Warum der FC Bayern Leroy Sané (nicht) braucht

Seit Monaten bemüht sich der FC Bayern München, Leroy Sané von Manchester City an die Säbener Straße zu lotsen. Doch immer wieder werden der Führungesetage des Rekordmeisters Zweifel an der charakterlichen Tauglichkeit des Nationalspielers nachgesagt - eine durchaus berechtigte Sorge.
Oliver Kahn, seines Zeichens designierter Vorstandschef, gab die Richtung vor: Der FC Bayern werde zukünftig bei Transfers nicht nur auf die spielerischen Qualitäten der potenziellen Neuzugänge achten. Auch der Charakter der Spieler stehe auf dem Prüfstand.

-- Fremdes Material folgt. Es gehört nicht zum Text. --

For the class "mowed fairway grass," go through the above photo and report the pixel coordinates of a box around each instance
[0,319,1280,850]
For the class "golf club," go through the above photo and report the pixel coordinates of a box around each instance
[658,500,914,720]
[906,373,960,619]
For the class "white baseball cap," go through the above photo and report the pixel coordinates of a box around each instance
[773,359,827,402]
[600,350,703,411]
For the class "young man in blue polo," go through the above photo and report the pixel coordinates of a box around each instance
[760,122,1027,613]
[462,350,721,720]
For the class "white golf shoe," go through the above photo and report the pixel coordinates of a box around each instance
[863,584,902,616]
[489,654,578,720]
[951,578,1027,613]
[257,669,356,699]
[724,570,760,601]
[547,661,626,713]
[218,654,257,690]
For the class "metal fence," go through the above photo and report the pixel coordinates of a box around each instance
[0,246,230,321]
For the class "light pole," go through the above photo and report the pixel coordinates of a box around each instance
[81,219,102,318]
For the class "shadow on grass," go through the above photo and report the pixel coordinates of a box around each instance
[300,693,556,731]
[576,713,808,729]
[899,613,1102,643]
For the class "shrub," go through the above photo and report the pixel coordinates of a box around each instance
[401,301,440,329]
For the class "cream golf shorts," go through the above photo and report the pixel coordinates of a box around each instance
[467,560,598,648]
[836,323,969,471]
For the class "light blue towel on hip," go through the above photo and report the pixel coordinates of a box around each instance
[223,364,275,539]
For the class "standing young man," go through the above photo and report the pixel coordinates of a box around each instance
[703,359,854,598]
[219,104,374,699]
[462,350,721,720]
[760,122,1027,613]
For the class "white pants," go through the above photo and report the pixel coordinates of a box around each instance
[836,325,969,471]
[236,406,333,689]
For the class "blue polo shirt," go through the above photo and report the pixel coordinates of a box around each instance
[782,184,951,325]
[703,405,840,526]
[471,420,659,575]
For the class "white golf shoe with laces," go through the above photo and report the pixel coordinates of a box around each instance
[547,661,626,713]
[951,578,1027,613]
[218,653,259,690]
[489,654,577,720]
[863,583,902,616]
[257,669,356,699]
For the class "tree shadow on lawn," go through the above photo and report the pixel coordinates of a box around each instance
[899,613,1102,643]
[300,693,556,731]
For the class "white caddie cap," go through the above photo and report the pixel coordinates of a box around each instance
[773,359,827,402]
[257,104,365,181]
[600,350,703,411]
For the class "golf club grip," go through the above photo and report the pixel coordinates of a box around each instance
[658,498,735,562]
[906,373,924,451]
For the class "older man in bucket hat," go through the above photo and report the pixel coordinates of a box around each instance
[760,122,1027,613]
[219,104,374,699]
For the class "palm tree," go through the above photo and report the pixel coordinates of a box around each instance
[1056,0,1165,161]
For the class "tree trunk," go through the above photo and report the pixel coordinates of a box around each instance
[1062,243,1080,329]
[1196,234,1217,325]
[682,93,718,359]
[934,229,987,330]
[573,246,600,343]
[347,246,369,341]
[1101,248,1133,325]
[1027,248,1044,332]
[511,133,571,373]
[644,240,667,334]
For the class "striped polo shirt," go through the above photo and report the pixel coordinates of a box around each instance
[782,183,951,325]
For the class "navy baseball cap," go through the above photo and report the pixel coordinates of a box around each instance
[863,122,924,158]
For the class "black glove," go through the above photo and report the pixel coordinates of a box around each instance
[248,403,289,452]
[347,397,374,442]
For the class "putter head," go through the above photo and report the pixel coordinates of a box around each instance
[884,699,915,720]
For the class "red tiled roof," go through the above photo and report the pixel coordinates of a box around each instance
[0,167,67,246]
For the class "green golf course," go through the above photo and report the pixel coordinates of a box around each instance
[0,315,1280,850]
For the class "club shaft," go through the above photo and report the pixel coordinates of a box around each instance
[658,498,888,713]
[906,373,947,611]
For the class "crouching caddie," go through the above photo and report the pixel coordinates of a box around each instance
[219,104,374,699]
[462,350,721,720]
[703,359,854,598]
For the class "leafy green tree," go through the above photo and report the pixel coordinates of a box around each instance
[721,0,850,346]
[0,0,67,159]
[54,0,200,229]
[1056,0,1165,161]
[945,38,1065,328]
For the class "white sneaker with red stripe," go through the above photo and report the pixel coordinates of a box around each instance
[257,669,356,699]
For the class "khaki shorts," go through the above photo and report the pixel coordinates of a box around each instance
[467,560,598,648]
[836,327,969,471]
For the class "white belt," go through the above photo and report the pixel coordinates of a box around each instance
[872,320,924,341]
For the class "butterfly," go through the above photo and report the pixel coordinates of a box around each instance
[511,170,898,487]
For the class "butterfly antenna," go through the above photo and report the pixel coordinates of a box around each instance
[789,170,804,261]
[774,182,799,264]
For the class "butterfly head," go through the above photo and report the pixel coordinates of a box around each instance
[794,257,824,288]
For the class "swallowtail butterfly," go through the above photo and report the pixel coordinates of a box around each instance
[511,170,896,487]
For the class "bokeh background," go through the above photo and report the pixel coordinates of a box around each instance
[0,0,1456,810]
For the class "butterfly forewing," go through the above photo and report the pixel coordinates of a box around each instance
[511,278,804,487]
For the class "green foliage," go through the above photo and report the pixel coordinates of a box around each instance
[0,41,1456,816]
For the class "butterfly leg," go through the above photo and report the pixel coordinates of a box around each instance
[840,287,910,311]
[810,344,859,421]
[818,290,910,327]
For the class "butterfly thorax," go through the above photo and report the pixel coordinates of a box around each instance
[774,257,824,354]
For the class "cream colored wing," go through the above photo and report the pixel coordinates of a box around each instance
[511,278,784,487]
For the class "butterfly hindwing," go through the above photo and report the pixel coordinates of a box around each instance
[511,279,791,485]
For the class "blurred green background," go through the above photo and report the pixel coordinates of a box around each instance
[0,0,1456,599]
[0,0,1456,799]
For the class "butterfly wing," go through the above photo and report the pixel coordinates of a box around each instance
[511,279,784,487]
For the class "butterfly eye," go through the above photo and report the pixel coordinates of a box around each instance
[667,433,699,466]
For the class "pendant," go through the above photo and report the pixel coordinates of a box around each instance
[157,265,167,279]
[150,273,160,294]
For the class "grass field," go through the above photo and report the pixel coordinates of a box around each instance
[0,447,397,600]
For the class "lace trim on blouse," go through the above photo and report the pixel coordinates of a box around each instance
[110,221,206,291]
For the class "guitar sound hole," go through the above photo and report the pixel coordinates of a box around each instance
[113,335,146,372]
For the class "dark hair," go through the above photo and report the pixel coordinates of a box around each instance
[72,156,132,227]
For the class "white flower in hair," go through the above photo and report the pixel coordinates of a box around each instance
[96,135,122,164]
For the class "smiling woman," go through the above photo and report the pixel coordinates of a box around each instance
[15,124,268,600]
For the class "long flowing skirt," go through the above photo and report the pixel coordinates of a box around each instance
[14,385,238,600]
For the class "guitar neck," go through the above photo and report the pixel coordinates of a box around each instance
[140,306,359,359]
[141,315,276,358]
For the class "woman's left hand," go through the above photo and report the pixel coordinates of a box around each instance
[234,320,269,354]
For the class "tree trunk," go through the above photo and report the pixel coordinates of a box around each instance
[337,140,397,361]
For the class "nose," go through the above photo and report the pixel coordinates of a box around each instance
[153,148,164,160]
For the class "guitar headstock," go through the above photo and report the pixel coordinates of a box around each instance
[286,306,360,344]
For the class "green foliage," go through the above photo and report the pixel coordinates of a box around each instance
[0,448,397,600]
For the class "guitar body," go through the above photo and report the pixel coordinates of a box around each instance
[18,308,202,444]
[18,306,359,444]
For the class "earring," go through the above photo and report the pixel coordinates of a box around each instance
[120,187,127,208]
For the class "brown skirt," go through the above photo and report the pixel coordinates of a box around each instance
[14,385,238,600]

"Siegermentalität, Demut, Disziplin und Durchhaltevermögen" seien gefragt, umriss der ehemalige Torwart-Titan das Münchner Anforderungsprofil gegenüber der "Sport Bild" - Charaktereigenschaften, die man Leroy Sané nicht unbedingt zuschreiben würde.
Dem Sané, der die WM 2018 angeblich auch wegen seiner Nicht-Teilnahme am Confed Cup im Jahr zuvor verpasste. Dem Sané, der einen extravaganten Lebensstil führt und schon einmal wegen eines 18.000 Euro teuren Rucksacks in die Schlagzeilen geriet. Dem Sané, dem hinter vorgehaltener Hand immer wieder Lustlosigkeit vorgeworfen wird.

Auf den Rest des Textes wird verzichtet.